Given an equivalence relation $\sim$ with equivalence classes $C_1,\dots,C_n$, show that $$\mathbin{\sim} = \bigcup_{j=1}^n\bigcup_{i=1}^n(C_j\times C_i)\;.$$
I could use a hint on where to start approaching this from.
The beginnings of my proof:
Suppose that $\langle a,b \rangle\in\sim$. This implies that $a\sim b$, and by the symmetry of $\sim$, $b\sim a$. The equivalence classes of $a$ and $b$ are defined $\bar{a}=\{b\in A | a\sim b\}$ and $\bar{b}=\{a\in A | b\sim a\}$. It follows from the properties of the equivalence relation that $a\sim b\iff \bar{a}=\bar{b}$. $\bar{a}=\bar{b}\implies \{b\in A | a\sim b\}=\{a\in A | b\sim a\}$.
Now suppose that $\langle a,b\rangle\in\bigcup_{i=1}^n(C_i\times C_i)$. This means there exists $i\in\{1,\dots,n\}$ such that $\langle a,b \rangle\in C_i\times C_i$. Consequently, $\langle a,b \rangle\in C_i\times C_i\implies a\in C_i$ and $b\in C_i$.

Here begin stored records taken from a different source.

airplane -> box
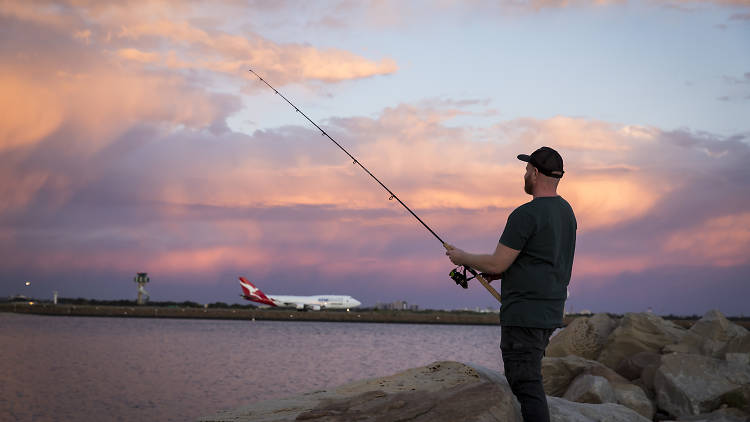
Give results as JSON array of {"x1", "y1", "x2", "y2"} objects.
[{"x1": 240, "y1": 277, "x2": 362, "y2": 311}]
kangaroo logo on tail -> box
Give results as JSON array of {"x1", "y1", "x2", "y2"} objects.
[{"x1": 240, "y1": 277, "x2": 276, "y2": 306}]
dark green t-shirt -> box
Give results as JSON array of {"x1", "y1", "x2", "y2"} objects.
[{"x1": 500, "y1": 196, "x2": 577, "y2": 328}]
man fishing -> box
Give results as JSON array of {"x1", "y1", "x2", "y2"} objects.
[{"x1": 444, "y1": 147, "x2": 577, "y2": 422}]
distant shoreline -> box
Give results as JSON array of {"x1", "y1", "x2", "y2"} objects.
[
  {"x1": 0, "y1": 303, "x2": 750, "y2": 329},
  {"x1": 0, "y1": 303, "x2": 500, "y2": 325}
]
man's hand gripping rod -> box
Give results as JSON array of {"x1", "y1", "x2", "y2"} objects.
[{"x1": 248, "y1": 69, "x2": 500, "y2": 302}]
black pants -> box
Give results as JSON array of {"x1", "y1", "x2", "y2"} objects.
[{"x1": 500, "y1": 326, "x2": 554, "y2": 422}]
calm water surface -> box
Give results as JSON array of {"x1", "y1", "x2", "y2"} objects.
[{"x1": 0, "y1": 313, "x2": 502, "y2": 422}]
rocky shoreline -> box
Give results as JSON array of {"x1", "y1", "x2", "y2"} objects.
[{"x1": 200, "y1": 311, "x2": 750, "y2": 422}]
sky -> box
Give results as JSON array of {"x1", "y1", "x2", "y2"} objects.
[{"x1": 0, "y1": 0, "x2": 750, "y2": 315}]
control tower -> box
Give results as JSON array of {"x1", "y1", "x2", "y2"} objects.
[{"x1": 133, "y1": 273, "x2": 151, "y2": 305}]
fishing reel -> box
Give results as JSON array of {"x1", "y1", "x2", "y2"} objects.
[{"x1": 450, "y1": 265, "x2": 476, "y2": 289}]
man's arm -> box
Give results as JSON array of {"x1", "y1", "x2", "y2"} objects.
[{"x1": 444, "y1": 242, "x2": 521, "y2": 274}]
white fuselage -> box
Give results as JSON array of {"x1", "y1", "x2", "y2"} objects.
[{"x1": 268, "y1": 295, "x2": 362, "y2": 310}]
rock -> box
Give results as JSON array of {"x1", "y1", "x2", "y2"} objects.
[
  {"x1": 724, "y1": 353, "x2": 750, "y2": 365},
  {"x1": 547, "y1": 397, "x2": 651, "y2": 422},
  {"x1": 726, "y1": 335, "x2": 750, "y2": 356},
  {"x1": 680, "y1": 408, "x2": 750, "y2": 422},
  {"x1": 615, "y1": 352, "x2": 661, "y2": 381},
  {"x1": 612, "y1": 384, "x2": 656, "y2": 420},
  {"x1": 546, "y1": 314, "x2": 617, "y2": 359},
  {"x1": 654, "y1": 353, "x2": 750, "y2": 417},
  {"x1": 542, "y1": 356, "x2": 628, "y2": 397},
  {"x1": 664, "y1": 310, "x2": 750, "y2": 359},
  {"x1": 201, "y1": 362, "x2": 522, "y2": 422},
  {"x1": 720, "y1": 384, "x2": 750, "y2": 413},
  {"x1": 597, "y1": 313, "x2": 687, "y2": 369},
  {"x1": 563, "y1": 374, "x2": 617, "y2": 404}
]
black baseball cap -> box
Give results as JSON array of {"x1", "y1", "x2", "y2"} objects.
[{"x1": 518, "y1": 147, "x2": 565, "y2": 179}]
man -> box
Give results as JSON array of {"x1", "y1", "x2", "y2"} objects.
[{"x1": 445, "y1": 147, "x2": 577, "y2": 422}]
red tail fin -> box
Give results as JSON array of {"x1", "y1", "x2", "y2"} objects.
[{"x1": 240, "y1": 277, "x2": 276, "y2": 306}]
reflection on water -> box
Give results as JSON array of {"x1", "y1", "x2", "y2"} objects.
[{"x1": 0, "y1": 313, "x2": 502, "y2": 421}]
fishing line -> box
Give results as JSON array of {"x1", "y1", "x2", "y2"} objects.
[{"x1": 248, "y1": 69, "x2": 500, "y2": 301}]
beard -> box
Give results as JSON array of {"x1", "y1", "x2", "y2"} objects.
[{"x1": 523, "y1": 177, "x2": 534, "y2": 195}]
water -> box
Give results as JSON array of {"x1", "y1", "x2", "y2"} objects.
[{"x1": 0, "y1": 313, "x2": 502, "y2": 422}]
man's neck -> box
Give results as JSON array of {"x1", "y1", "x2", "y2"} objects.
[{"x1": 533, "y1": 190, "x2": 557, "y2": 199}]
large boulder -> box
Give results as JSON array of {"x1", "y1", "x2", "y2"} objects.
[
  {"x1": 663, "y1": 310, "x2": 750, "y2": 359},
  {"x1": 654, "y1": 353, "x2": 750, "y2": 417},
  {"x1": 542, "y1": 356, "x2": 654, "y2": 419},
  {"x1": 597, "y1": 312, "x2": 687, "y2": 369},
  {"x1": 547, "y1": 397, "x2": 651, "y2": 422},
  {"x1": 615, "y1": 352, "x2": 661, "y2": 381},
  {"x1": 680, "y1": 407, "x2": 750, "y2": 422},
  {"x1": 542, "y1": 356, "x2": 628, "y2": 397},
  {"x1": 563, "y1": 374, "x2": 617, "y2": 404},
  {"x1": 201, "y1": 362, "x2": 522, "y2": 422},
  {"x1": 546, "y1": 314, "x2": 617, "y2": 359},
  {"x1": 613, "y1": 384, "x2": 656, "y2": 419}
]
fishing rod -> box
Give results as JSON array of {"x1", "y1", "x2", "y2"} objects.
[{"x1": 248, "y1": 69, "x2": 500, "y2": 302}]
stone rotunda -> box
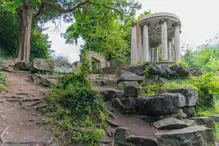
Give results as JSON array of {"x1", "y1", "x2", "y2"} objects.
[{"x1": 131, "y1": 13, "x2": 181, "y2": 65}]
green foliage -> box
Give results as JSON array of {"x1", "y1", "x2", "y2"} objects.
[
  {"x1": 43, "y1": 74, "x2": 107, "y2": 146},
  {"x1": 179, "y1": 61, "x2": 189, "y2": 68},
  {"x1": 183, "y1": 36, "x2": 219, "y2": 73},
  {"x1": 63, "y1": 0, "x2": 144, "y2": 66},
  {"x1": 0, "y1": 13, "x2": 51, "y2": 60},
  {"x1": 80, "y1": 50, "x2": 92, "y2": 76},
  {"x1": 0, "y1": 72, "x2": 6, "y2": 92},
  {"x1": 191, "y1": 72, "x2": 219, "y2": 110}
]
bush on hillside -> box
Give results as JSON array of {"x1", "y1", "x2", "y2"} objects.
[{"x1": 43, "y1": 74, "x2": 107, "y2": 146}]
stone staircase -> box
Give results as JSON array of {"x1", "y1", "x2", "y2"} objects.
[{"x1": 89, "y1": 63, "x2": 216, "y2": 146}]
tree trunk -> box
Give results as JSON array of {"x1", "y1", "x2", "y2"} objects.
[{"x1": 17, "y1": 6, "x2": 33, "y2": 62}]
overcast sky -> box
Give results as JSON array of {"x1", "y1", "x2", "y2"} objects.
[{"x1": 43, "y1": 0, "x2": 219, "y2": 62}]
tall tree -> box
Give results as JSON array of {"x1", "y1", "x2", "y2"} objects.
[
  {"x1": 63, "y1": 1, "x2": 143, "y2": 64},
  {"x1": 0, "y1": 0, "x2": 138, "y2": 62}
]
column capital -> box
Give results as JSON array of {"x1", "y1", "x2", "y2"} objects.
[
  {"x1": 159, "y1": 18, "x2": 168, "y2": 25},
  {"x1": 172, "y1": 22, "x2": 181, "y2": 28}
]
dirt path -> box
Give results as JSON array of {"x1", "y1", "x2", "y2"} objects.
[{"x1": 0, "y1": 73, "x2": 53, "y2": 146}]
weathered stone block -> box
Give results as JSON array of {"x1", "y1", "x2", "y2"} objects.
[
  {"x1": 169, "y1": 88, "x2": 198, "y2": 106},
  {"x1": 136, "y1": 93, "x2": 182, "y2": 116},
  {"x1": 126, "y1": 135, "x2": 158, "y2": 146},
  {"x1": 124, "y1": 86, "x2": 141, "y2": 97},
  {"x1": 117, "y1": 81, "x2": 139, "y2": 90},
  {"x1": 155, "y1": 126, "x2": 215, "y2": 146},
  {"x1": 154, "y1": 118, "x2": 188, "y2": 130},
  {"x1": 31, "y1": 58, "x2": 54, "y2": 72},
  {"x1": 118, "y1": 70, "x2": 145, "y2": 83},
  {"x1": 112, "y1": 98, "x2": 136, "y2": 113},
  {"x1": 100, "y1": 90, "x2": 122, "y2": 101},
  {"x1": 191, "y1": 117, "x2": 216, "y2": 133}
]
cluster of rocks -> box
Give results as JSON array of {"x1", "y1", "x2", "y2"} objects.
[
  {"x1": 98, "y1": 64, "x2": 216, "y2": 146},
  {"x1": 1, "y1": 58, "x2": 74, "y2": 87}
]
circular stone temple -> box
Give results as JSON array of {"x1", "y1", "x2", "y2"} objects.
[{"x1": 131, "y1": 13, "x2": 181, "y2": 64}]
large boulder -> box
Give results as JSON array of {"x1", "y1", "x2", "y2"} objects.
[
  {"x1": 117, "y1": 81, "x2": 139, "y2": 90},
  {"x1": 118, "y1": 70, "x2": 145, "y2": 83},
  {"x1": 112, "y1": 98, "x2": 136, "y2": 114},
  {"x1": 136, "y1": 93, "x2": 185, "y2": 116},
  {"x1": 100, "y1": 89, "x2": 123, "y2": 101},
  {"x1": 154, "y1": 118, "x2": 188, "y2": 130},
  {"x1": 31, "y1": 58, "x2": 54, "y2": 72},
  {"x1": 114, "y1": 127, "x2": 133, "y2": 144},
  {"x1": 30, "y1": 74, "x2": 62, "y2": 87},
  {"x1": 14, "y1": 61, "x2": 30, "y2": 71},
  {"x1": 124, "y1": 86, "x2": 140, "y2": 97},
  {"x1": 155, "y1": 126, "x2": 215, "y2": 146},
  {"x1": 119, "y1": 63, "x2": 149, "y2": 76},
  {"x1": 170, "y1": 64, "x2": 190, "y2": 77},
  {"x1": 191, "y1": 117, "x2": 216, "y2": 133},
  {"x1": 53, "y1": 61, "x2": 74, "y2": 73},
  {"x1": 182, "y1": 107, "x2": 196, "y2": 118},
  {"x1": 169, "y1": 88, "x2": 198, "y2": 107},
  {"x1": 126, "y1": 135, "x2": 158, "y2": 146}
]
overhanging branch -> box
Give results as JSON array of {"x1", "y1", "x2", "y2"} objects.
[{"x1": 43, "y1": 0, "x2": 90, "y2": 13}]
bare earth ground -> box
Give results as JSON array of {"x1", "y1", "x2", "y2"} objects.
[{"x1": 0, "y1": 73, "x2": 53, "y2": 146}]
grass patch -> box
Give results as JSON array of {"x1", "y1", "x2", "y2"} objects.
[{"x1": 42, "y1": 74, "x2": 108, "y2": 146}]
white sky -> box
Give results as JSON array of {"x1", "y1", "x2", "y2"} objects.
[{"x1": 43, "y1": 0, "x2": 219, "y2": 62}]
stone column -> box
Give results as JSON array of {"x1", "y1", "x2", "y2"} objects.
[
  {"x1": 131, "y1": 26, "x2": 137, "y2": 65},
  {"x1": 151, "y1": 48, "x2": 155, "y2": 62},
  {"x1": 136, "y1": 24, "x2": 143, "y2": 64},
  {"x1": 154, "y1": 47, "x2": 159, "y2": 62},
  {"x1": 161, "y1": 20, "x2": 168, "y2": 61},
  {"x1": 168, "y1": 41, "x2": 172, "y2": 62},
  {"x1": 142, "y1": 25, "x2": 150, "y2": 62},
  {"x1": 174, "y1": 24, "x2": 181, "y2": 62}
]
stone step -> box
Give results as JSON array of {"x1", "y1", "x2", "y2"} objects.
[
  {"x1": 91, "y1": 79, "x2": 117, "y2": 87},
  {"x1": 155, "y1": 126, "x2": 215, "y2": 146}
]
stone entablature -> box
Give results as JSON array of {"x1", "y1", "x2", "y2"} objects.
[{"x1": 131, "y1": 13, "x2": 181, "y2": 64}]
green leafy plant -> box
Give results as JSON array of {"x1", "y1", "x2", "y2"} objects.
[
  {"x1": 42, "y1": 73, "x2": 108, "y2": 146},
  {"x1": 0, "y1": 72, "x2": 6, "y2": 92}
]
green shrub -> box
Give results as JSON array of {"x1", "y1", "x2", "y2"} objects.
[
  {"x1": 42, "y1": 74, "x2": 107, "y2": 146},
  {"x1": 0, "y1": 72, "x2": 6, "y2": 92}
]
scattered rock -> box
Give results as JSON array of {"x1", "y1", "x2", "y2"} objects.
[
  {"x1": 114, "y1": 127, "x2": 132, "y2": 143},
  {"x1": 124, "y1": 86, "x2": 140, "y2": 97},
  {"x1": 182, "y1": 107, "x2": 196, "y2": 118},
  {"x1": 126, "y1": 135, "x2": 158, "y2": 146},
  {"x1": 136, "y1": 93, "x2": 185, "y2": 116},
  {"x1": 31, "y1": 58, "x2": 54, "y2": 72},
  {"x1": 177, "y1": 109, "x2": 187, "y2": 119},
  {"x1": 169, "y1": 88, "x2": 198, "y2": 106},
  {"x1": 189, "y1": 68, "x2": 202, "y2": 77},
  {"x1": 155, "y1": 126, "x2": 215, "y2": 146},
  {"x1": 191, "y1": 117, "x2": 216, "y2": 133},
  {"x1": 210, "y1": 115, "x2": 219, "y2": 123},
  {"x1": 154, "y1": 118, "x2": 188, "y2": 130},
  {"x1": 112, "y1": 98, "x2": 136, "y2": 114},
  {"x1": 106, "y1": 120, "x2": 118, "y2": 127},
  {"x1": 118, "y1": 70, "x2": 145, "y2": 83},
  {"x1": 53, "y1": 60, "x2": 74, "y2": 73},
  {"x1": 14, "y1": 61, "x2": 30, "y2": 71},
  {"x1": 117, "y1": 81, "x2": 139, "y2": 90},
  {"x1": 100, "y1": 90, "x2": 123, "y2": 101},
  {"x1": 182, "y1": 119, "x2": 197, "y2": 126},
  {"x1": 119, "y1": 63, "x2": 149, "y2": 76},
  {"x1": 30, "y1": 74, "x2": 62, "y2": 87},
  {"x1": 170, "y1": 64, "x2": 190, "y2": 77}
]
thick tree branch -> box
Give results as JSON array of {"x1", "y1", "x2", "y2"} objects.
[
  {"x1": 34, "y1": 3, "x2": 45, "y2": 17},
  {"x1": 89, "y1": 2, "x2": 122, "y2": 13},
  {"x1": 43, "y1": 0, "x2": 90, "y2": 13}
]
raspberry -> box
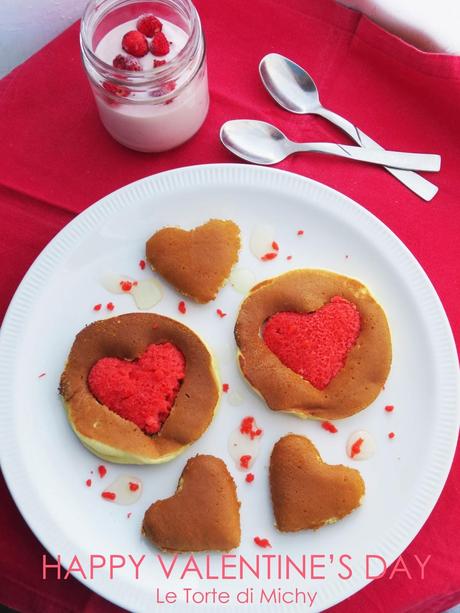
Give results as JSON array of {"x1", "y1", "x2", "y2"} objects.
[
  {"x1": 112, "y1": 53, "x2": 142, "y2": 72},
  {"x1": 136, "y1": 13, "x2": 163, "y2": 38},
  {"x1": 102, "y1": 81, "x2": 129, "y2": 98},
  {"x1": 121, "y1": 30, "x2": 149, "y2": 57},
  {"x1": 152, "y1": 32, "x2": 169, "y2": 55}
]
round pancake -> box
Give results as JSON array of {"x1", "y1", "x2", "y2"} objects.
[
  {"x1": 235, "y1": 269, "x2": 391, "y2": 419},
  {"x1": 60, "y1": 313, "x2": 220, "y2": 464}
]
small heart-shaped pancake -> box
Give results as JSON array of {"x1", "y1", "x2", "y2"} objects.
[
  {"x1": 88, "y1": 343, "x2": 185, "y2": 434},
  {"x1": 143, "y1": 455, "x2": 241, "y2": 551},
  {"x1": 146, "y1": 219, "x2": 240, "y2": 303},
  {"x1": 270, "y1": 434, "x2": 365, "y2": 532},
  {"x1": 263, "y1": 296, "x2": 360, "y2": 390}
]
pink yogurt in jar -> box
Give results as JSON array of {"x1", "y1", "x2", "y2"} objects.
[{"x1": 80, "y1": 0, "x2": 209, "y2": 152}]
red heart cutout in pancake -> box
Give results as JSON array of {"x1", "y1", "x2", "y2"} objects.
[
  {"x1": 88, "y1": 343, "x2": 185, "y2": 434},
  {"x1": 262, "y1": 296, "x2": 361, "y2": 390}
]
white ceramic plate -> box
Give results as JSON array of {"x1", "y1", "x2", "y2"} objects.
[{"x1": 0, "y1": 165, "x2": 458, "y2": 611}]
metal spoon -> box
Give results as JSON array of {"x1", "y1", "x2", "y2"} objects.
[
  {"x1": 220, "y1": 119, "x2": 440, "y2": 171},
  {"x1": 259, "y1": 53, "x2": 438, "y2": 201}
]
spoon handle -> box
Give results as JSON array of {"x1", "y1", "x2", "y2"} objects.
[
  {"x1": 293, "y1": 143, "x2": 441, "y2": 171},
  {"x1": 315, "y1": 106, "x2": 438, "y2": 202}
]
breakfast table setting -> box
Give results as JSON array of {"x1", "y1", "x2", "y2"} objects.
[{"x1": 0, "y1": 0, "x2": 460, "y2": 613}]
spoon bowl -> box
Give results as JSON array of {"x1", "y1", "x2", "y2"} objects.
[
  {"x1": 259, "y1": 53, "x2": 321, "y2": 115},
  {"x1": 220, "y1": 119, "x2": 291, "y2": 166}
]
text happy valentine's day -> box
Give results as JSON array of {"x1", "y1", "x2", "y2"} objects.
[{"x1": 42, "y1": 553, "x2": 431, "y2": 607}]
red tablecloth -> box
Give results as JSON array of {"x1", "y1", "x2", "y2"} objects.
[{"x1": 0, "y1": 0, "x2": 460, "y2": 613}]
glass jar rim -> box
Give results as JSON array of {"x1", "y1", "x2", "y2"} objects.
[{"x1": 80, "y1": 0, "x2": 204, "y2": 87}]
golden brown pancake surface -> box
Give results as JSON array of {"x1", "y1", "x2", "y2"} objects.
[
  {"x1": 235, "y1": 269, "x2": 391, "y2": 419},
  {"x1": 146, "y1": 219, "x2": 240, "y2": 303},
  {"x1": 143, "y1": 455, "x2": 241, "y2": 551},
  {"x1": 60, "y1": 313, "x2": 220, "y2": 464},
  {"x1": 270, "y1": 434, "x2": 365, "y2": 532}
]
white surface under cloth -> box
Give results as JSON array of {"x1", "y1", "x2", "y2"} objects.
[{"x1": 0, "y1": 0, "x2": 460, "y2": 78}]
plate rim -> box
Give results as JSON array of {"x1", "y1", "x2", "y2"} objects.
[{"x1": 0, "y1": 164, "x2": 460, "y2": 611}]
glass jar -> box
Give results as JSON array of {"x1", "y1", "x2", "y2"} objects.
[{"x1": 80, "y1": 0, "x2": 209, "y2": 152}]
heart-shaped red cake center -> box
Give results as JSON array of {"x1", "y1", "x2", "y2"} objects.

HINT: Let $A$ be the underlying set for the equivalence relation $\sim$; then $\sim$ is a subset of $A\times A$. $\bigcup_{i=1}^n(C_i\times C_i)$ is also a subset of $A\times A$, and you’re to show that these two subsets of $A\times A$ are actually the same subset. You can approach it as you would approach any other problem of showing that two sets are equal: try to show that each is a subset of the other.
Suppose that $\langle a,b\rangle\in\;\sim$, i.e., that $a\sim b$; you want to show that there is an $i\in\{1,\dots,n\}$ such that $\langle a,b\rangle\in C_i\times C_i$. This is the case if and only if $a\in C_i$ and $b\in C_i$, i.e., if and only if $a$ and $b$ are in the same equivalence class. Is this true if $a\sim b$? Why?
Then suppose that $\langle a,b\rangle\in\bigcup_{i=1}^n(C_i\times C_i)$, and try to show that $\langle a,b\rangle\in\;\sim$, i.e., that $a\sim b$. If $\langle a,b\rangle\in\bigcup_{i=1}^n(C_i\times C_i)$, then $\langle a,b\rangle\in C_i\times C_i$ for some $i\in\{1,\dots,n\}$. Does that imply that $a\sim b$? Why?